System and method for ranking search results using click distance

Inventors: Dmitriy Meyerzon, and Hugo Zaragoza Assigned to Microsoft Corporation United States Patent Application 20060074903 Published April 6, 2006 Filed September 30, 2004

Abstract

Search results of a search query on a network are ranked according to an additional click distance property associated with each of the documents on the network.

The click distance is the measurement of the number clicks or user navigations from a page or pages on the network designated as a highest authority or root pages on the network.

The precision of the results is increased by the addition of the click distance term when the site or intranet where the search query takes place is hierarchically structured.

Conclusion

Microsoft releases a large number of patent applications, and research papers regularly, and has a large number of teams working on different, but sometimes very related topics. The research I’ve pointed at today is only a small slice of what they have going on behind the scenes.
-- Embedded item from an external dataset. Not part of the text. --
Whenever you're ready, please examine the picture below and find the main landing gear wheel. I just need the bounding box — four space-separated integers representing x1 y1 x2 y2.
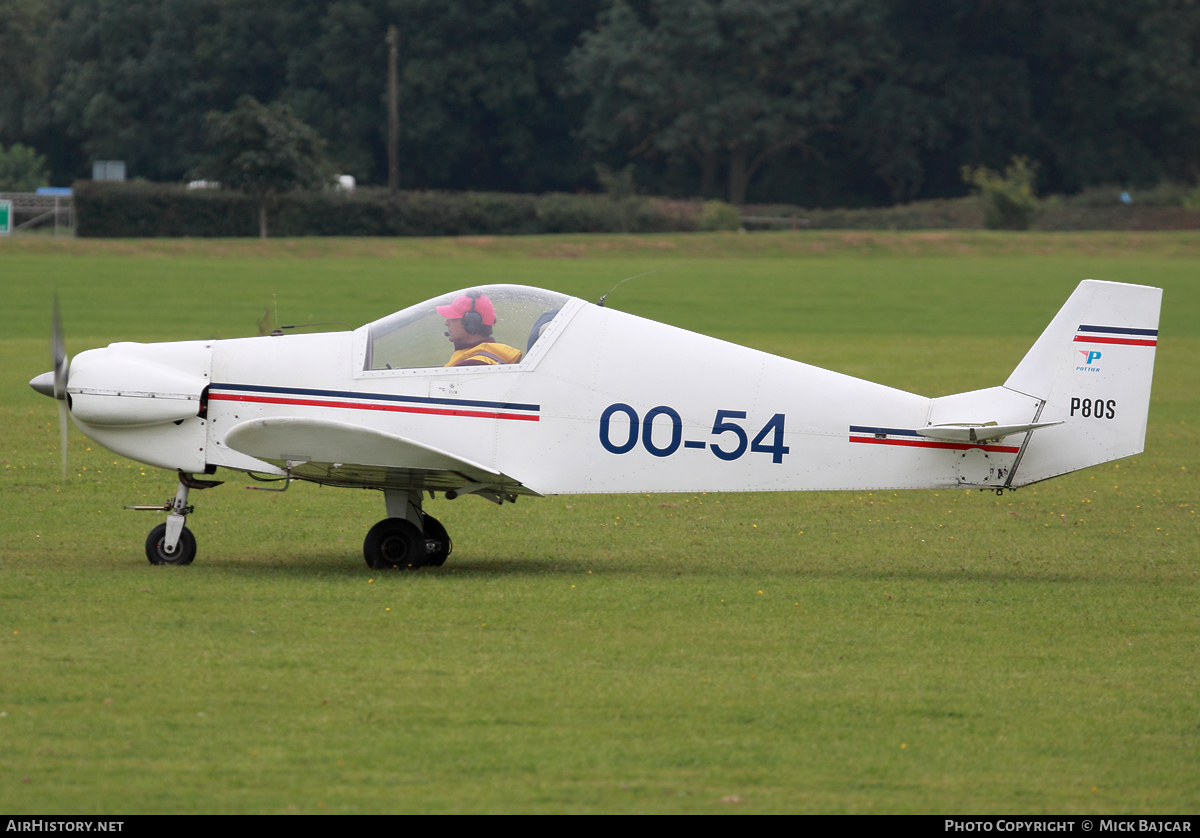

It’s likely that the other major search engines, and others looking at search-related problems, are also striving to find more ways to rank documents that don’t rely as much upon link popularity, as measured by something like PageRank. Page quality and layout, site structure, and the words used in links are likely to be part of factors reviewed in these attempts to provide more relevant and meaningful results to searchers, as well as popularity measured through something like a toolbar.

I’ll be looking at some other recent Microsoft material very shortly which covers some other approaches to indexing and ranking pages.